As the increasing of size and depth of the tunnel constructions in Taiwan, measuring the pre-stress of the rock mass is an essential task for the tunnel design. For example, the maximum overburden thickness of the Tseng-wen reservoir tansbasin water tunnel is roughly 1300m, and the in situ stress condition will affect the design and safety. Therefore, it is necessary to develop an easy and economical technique to assess the in-situ stresses.
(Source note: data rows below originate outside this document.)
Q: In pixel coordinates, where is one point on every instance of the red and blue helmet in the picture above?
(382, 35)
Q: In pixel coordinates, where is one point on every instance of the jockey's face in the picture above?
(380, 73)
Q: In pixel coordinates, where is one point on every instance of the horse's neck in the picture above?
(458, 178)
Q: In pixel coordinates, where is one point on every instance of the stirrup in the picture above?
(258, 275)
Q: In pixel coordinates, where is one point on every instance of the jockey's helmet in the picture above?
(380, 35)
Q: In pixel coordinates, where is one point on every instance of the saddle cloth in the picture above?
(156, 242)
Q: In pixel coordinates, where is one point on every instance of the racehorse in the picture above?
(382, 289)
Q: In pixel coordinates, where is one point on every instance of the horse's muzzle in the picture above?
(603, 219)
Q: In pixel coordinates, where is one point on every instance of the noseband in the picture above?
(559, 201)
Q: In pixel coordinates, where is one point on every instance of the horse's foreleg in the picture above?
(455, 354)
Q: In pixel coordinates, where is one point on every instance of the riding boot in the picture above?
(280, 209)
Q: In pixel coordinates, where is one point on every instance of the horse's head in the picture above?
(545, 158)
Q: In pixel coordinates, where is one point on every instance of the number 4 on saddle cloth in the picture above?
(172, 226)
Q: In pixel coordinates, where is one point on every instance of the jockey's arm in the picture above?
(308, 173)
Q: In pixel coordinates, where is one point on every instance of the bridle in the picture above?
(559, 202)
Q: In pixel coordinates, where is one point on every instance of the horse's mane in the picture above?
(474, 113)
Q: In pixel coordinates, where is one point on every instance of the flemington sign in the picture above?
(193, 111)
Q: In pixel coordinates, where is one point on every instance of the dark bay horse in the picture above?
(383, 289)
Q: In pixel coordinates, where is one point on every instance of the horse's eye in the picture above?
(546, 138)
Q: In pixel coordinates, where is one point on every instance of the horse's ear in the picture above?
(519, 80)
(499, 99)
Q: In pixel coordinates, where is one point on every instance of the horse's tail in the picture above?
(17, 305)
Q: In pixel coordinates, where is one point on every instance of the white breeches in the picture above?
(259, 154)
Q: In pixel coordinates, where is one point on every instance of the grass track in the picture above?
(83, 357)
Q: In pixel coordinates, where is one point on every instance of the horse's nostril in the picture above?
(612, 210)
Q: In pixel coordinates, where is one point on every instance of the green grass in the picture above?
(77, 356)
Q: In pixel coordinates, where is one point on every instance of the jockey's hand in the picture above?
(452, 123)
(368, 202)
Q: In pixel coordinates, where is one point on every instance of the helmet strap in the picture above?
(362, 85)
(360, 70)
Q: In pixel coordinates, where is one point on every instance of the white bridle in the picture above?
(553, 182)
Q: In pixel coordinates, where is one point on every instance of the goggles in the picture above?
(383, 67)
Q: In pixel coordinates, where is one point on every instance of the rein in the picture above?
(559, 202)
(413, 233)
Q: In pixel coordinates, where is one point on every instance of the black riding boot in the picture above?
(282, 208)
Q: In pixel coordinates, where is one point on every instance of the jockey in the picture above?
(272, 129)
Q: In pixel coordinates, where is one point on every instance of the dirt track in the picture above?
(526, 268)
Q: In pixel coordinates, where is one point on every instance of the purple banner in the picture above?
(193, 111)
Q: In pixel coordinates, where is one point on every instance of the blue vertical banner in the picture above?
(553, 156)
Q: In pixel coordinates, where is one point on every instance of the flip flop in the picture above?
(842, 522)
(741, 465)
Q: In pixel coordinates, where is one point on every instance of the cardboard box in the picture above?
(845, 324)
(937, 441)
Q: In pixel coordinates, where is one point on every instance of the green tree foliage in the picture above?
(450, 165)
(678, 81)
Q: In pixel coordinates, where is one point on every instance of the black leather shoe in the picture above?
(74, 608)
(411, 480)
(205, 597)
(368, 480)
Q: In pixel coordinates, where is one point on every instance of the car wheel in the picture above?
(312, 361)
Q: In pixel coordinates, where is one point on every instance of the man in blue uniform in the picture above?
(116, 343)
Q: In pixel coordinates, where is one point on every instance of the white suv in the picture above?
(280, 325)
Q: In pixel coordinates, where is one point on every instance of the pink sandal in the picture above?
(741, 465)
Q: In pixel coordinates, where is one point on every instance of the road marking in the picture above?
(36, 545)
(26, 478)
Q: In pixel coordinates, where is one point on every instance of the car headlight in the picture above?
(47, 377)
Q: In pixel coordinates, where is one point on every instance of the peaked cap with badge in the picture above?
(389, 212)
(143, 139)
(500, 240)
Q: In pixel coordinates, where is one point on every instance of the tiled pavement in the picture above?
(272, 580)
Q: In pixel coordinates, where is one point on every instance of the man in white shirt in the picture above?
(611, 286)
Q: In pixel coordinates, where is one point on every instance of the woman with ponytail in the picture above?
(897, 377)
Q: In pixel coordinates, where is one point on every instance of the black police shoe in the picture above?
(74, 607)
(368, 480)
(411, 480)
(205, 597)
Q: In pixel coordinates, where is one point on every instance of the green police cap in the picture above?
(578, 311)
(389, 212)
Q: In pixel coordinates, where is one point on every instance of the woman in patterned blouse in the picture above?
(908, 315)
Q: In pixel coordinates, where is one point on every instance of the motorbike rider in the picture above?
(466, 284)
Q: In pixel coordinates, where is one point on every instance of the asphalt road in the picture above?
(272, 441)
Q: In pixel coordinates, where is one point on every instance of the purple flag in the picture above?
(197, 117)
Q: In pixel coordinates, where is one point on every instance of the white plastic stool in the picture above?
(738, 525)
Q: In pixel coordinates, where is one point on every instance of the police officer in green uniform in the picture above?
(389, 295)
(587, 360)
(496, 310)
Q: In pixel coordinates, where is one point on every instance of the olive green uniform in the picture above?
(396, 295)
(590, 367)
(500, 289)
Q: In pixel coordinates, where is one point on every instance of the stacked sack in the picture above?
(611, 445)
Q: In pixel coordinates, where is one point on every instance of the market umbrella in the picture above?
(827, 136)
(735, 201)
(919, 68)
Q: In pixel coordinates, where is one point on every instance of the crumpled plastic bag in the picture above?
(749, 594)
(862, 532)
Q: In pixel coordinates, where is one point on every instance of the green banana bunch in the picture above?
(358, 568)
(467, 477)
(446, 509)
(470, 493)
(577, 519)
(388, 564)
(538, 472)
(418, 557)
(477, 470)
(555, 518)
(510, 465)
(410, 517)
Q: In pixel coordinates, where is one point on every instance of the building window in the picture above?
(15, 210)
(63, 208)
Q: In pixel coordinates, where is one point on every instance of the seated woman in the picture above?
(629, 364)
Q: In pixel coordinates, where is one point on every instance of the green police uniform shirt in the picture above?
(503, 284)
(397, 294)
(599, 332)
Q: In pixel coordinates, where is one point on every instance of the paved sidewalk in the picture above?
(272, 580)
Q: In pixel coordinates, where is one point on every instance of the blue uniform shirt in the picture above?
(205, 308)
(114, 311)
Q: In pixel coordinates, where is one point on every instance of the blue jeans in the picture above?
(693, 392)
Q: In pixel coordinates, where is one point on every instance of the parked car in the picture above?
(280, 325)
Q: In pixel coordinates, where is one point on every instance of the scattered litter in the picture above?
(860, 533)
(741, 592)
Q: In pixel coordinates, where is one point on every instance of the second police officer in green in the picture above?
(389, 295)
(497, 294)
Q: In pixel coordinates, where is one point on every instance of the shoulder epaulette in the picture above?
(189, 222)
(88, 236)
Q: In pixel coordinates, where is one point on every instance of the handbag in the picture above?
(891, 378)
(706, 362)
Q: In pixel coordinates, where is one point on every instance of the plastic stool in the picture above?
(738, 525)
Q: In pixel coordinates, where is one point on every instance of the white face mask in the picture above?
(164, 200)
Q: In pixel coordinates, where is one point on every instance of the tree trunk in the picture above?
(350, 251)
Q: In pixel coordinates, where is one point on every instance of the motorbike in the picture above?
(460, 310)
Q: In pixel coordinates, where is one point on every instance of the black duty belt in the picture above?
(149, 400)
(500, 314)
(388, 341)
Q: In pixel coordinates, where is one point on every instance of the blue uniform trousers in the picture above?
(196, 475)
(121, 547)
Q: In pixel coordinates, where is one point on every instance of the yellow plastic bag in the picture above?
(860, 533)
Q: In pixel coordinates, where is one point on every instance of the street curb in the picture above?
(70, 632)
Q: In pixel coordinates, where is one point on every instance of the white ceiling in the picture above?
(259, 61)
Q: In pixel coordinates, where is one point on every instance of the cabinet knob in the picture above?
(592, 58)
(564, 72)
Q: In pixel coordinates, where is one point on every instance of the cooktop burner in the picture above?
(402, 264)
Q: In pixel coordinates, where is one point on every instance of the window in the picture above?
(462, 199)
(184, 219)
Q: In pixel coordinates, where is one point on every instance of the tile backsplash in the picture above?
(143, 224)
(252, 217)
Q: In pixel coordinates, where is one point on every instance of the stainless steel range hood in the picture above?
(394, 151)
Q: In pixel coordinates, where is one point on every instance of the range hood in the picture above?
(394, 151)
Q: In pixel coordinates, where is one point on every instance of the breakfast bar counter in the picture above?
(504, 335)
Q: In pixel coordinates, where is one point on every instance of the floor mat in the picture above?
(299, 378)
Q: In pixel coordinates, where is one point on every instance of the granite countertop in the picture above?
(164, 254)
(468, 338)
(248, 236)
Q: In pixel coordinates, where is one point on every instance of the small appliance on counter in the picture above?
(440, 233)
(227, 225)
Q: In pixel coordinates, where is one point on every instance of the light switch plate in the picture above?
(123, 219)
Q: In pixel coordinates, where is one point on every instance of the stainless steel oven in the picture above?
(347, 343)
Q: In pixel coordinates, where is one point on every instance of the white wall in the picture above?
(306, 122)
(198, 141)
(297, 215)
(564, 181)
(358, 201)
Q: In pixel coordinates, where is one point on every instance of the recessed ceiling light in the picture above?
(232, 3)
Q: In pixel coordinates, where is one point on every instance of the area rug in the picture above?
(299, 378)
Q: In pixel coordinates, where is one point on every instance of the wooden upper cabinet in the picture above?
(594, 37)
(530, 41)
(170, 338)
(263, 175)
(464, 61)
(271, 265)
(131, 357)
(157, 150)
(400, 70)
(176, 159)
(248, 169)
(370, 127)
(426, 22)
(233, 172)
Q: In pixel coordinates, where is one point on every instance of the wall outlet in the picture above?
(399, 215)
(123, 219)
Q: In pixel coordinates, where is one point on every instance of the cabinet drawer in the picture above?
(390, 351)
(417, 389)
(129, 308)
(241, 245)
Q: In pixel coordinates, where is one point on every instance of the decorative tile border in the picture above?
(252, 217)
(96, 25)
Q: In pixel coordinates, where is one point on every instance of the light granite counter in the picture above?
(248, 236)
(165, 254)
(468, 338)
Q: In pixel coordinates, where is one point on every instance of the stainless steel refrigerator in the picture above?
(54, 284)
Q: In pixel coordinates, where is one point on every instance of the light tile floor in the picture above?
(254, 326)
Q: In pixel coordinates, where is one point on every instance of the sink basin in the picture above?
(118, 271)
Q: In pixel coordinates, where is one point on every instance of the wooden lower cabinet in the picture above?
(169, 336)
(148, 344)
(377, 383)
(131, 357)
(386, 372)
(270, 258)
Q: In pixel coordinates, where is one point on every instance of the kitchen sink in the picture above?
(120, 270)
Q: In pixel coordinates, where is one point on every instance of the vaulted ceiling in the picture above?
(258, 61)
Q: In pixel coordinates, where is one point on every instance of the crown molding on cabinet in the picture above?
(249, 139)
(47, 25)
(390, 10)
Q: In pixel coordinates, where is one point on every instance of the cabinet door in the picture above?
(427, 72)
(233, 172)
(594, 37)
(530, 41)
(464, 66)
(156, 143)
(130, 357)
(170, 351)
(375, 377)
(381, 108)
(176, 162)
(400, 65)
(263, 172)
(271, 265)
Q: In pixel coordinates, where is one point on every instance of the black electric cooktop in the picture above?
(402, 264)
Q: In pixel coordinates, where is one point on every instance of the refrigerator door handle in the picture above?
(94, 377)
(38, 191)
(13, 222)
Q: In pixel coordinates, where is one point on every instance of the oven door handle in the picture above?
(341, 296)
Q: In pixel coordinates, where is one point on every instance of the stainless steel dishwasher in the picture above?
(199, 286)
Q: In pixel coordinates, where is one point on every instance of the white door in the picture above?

The diameter of rock core samples taken from in situ borehole drilling is usually 5cm. In stead of conducting borehole drilling from different directions, in this study, we take under-cored samples at various directions from oriented rock core samples and integrate to the laboratory experiments (acoustic emission and deformation rate analysis) to analyze the in-situ three-dimensional stresses. To realize the stress memory characteristics of the under-cored rock samples and the accuracy of pre-stress estimations under different directions, we chose Changchikeng Sandstone as experiment specimen, and combined the artificial prestressed under-cored samples to the acoustic emission and deformation rate analysis to estimate the stress memory characteristic of the sandstone. The following test results of laboratory experiments will contribute to estimate the in situ stress on Tseng-wen reservoir tansbasin water tunnel region in the future.
1.High pre-stress loaded samples result in unstable crack activities. The number of loading cycles may affect the measuring results. It is appropriate that triaxial pre-stress loaded simultaneously for simulating in situ three dimensional stresses.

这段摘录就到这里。